A Deeper Systemic Failure:

To interpret the video simply as youthful misbehaviour is to overlook the profound societal fractures that made such conduct possible. This incident is emblematic of a much broader systemic breakdown, an ecosystem in which the family, school, community, and national value structures are weakened simultaneously.

Guyana’s social architecture is displaying unmistakable signs of strain:

  • Diminishing parental oversight and weakened home discipline.
  • Under-resourced schools lacking adequate psychosocial support.
  • Communities struggling to transmit values across generations.
  • Teachers operating within environments of declining respect and authority.
  • Youth exposed to unfiltered global influences without counterbalancing moral frameworks.

The behaviour of the students therefore should not be viewed in isolation. It reflects the cumulative impact of social neglect, absent leadership, inadequate youth mentorship, and a cultural environment increasingly shaped by social media rather than by responsible societal guidance.

Leadership and the Obligation to Confront Reality:

The government’s preoccupation with physical development, while understandable in a resource-rich emerging nation, cannot obscure the pressing social realities unfolding at the grassroots level.

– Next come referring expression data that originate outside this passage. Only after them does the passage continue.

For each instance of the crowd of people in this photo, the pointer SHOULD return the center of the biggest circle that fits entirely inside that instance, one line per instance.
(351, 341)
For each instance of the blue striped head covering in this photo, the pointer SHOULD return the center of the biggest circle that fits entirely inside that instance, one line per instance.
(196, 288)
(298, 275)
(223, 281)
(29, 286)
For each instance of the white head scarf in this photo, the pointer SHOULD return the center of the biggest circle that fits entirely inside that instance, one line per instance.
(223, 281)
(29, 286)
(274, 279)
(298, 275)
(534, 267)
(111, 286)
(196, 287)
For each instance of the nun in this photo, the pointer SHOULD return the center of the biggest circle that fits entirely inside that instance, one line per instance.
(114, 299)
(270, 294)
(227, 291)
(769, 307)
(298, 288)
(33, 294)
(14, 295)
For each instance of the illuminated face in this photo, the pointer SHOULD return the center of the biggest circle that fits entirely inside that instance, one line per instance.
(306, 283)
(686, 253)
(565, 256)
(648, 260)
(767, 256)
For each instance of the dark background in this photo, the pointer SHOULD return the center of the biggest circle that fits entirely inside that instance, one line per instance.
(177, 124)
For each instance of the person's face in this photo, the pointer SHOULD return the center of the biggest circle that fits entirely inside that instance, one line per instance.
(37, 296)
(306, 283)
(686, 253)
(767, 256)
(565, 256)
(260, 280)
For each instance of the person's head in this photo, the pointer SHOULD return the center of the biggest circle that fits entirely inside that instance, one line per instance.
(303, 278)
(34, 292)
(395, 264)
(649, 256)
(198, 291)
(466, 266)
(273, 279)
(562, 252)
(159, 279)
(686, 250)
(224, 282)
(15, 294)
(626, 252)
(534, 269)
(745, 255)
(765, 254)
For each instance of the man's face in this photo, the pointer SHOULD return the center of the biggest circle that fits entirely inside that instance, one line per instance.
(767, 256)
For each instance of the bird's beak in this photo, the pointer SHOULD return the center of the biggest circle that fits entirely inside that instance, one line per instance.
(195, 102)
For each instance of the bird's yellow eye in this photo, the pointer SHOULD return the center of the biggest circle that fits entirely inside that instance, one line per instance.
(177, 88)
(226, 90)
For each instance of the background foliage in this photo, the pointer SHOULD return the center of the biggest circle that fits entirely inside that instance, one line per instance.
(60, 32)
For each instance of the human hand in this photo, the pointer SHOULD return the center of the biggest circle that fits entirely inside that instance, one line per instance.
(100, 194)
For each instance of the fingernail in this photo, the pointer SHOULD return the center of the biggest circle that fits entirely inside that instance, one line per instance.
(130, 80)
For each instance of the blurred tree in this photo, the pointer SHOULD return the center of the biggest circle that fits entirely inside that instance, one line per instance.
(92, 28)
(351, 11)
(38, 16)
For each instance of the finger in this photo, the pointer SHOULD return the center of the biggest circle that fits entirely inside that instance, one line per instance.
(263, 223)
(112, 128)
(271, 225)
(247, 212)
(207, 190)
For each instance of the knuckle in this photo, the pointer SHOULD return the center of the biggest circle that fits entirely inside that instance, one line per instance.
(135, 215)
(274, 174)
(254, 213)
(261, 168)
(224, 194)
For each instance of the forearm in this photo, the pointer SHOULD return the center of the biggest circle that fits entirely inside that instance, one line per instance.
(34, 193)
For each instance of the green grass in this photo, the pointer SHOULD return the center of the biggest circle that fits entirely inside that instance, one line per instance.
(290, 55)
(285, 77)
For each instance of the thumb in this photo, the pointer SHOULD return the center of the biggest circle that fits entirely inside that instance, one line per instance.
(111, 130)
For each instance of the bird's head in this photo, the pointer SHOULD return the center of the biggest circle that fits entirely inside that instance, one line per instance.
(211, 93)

Leadership requires more than economic management or infrastructural execution, it demands moral stewardship and the courage to confront uncomfortable truths.

Guyana urgently requires a comprehensive moral and civic-education framework; a strategic expansion of school-based counsellors, youth-development specialists, and behavioural-health support personnel; and community-driven programmes that reinforce discipline, respect, and constructive behaviour. These investments are not optional, they are essential for a society experiencing rapid transformation and widening generational gaps.

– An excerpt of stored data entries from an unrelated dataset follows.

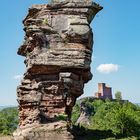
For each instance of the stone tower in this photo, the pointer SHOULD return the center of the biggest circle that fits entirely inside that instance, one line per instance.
(57, 47)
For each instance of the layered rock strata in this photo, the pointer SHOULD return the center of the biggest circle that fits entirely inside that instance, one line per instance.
(57, 46)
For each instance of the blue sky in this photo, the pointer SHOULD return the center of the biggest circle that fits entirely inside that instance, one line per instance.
(116, 41)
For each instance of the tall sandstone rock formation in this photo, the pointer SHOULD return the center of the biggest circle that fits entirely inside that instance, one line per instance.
(57, 46)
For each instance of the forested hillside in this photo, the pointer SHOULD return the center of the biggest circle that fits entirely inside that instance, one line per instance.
(91, 119)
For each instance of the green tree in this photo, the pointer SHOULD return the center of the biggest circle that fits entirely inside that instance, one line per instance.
(8, 120)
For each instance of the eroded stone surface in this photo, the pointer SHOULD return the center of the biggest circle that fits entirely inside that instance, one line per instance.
(58, 47)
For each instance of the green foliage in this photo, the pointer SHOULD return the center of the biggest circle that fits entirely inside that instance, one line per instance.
(45, 21)
(8, 120)
(121, 118)
(75, 113)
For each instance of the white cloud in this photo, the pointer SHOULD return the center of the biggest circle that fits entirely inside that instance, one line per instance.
(107, 68)
(17, 77)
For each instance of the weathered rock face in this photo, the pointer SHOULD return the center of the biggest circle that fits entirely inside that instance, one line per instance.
(58, 47)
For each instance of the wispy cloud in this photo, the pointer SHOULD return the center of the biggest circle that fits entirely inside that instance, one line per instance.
(17, 77)
(107, 68)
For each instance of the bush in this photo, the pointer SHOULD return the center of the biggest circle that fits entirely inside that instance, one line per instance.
(8, 120)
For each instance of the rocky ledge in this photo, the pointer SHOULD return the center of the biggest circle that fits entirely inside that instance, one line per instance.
(58, 47)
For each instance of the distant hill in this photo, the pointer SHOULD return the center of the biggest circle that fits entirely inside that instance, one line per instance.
(2, 107)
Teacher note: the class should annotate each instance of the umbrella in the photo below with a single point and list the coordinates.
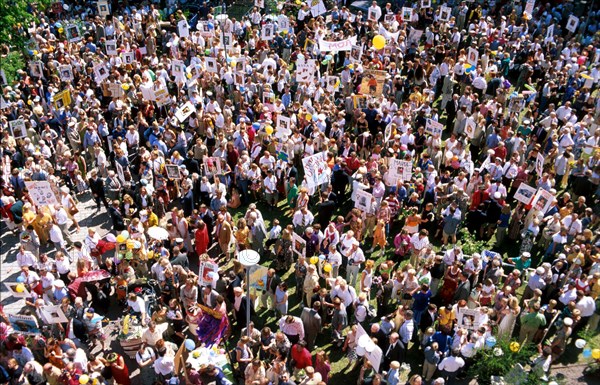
(159, 233)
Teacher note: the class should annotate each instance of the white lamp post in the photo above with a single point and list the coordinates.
(248, 258)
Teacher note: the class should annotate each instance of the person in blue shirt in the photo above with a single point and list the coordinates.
(421, 302)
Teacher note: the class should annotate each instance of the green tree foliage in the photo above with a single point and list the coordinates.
(16, 16)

A failure to respond decisively will widen the divide between material progress and moral decline, pushing the country toward an unsustainable trajectory.

The Viral Video as a National Warning:

The widespread circulation of the video should be interpreted not merely as an expression of public outrage but as a definitive national warning. It signals the urgent need for introspection and action. The behaviour depicted is symptomatic of an environment where supervision is scarce, boundaries are unclear, and young people are left to navigate a complex cultural landscape without adequate support.

Guyana’s response must be deliberate, comprehensive, and grounded in long-term vision. The nation must commit to:

  • Reestablishing moral and civic instruction across all levels of schooling.
  • Equipping teachers and administrators with support systems that address behavioural and emotional challenges.
  • Strengthening parental education programmes to rebuild the family as the primary moral unit.
  • Enhancing community oversight, recreational alternatives, and constructive youth engagement.
  • Reinforcing national values, discipline, respect, responsibility, and integrity, across institutions and media.

If these interventions are not implemented with urgency, incidents like the one in the viral video may become increasingly frequent and increasingly severe.

Conclusion: The Measure of a Nation:

The measure of a nation is not found in the scale of its oil reserves, the height of its buildings, or the size of its annual budget. Rather, it is reflected in the character, discipline, and ethical orientation of its people, particularly its emerging generation.

The viral video is therefore not an isolated affront to public decency; it is a mirror held up to the nation’s face, revealing the consequences of neglecting the moral and social infrastructure essential to national stability. Ignoring this warning would constitute an act of national irresponsibility. Confronting it, honestly, strategically, and with conviction, offers the only viable path forward.

Guyana stands at a crossroads: continue admiring superficial progress, or confront the deeper moral decay threatening to undermine every achievement. The future will depend on the choice made now.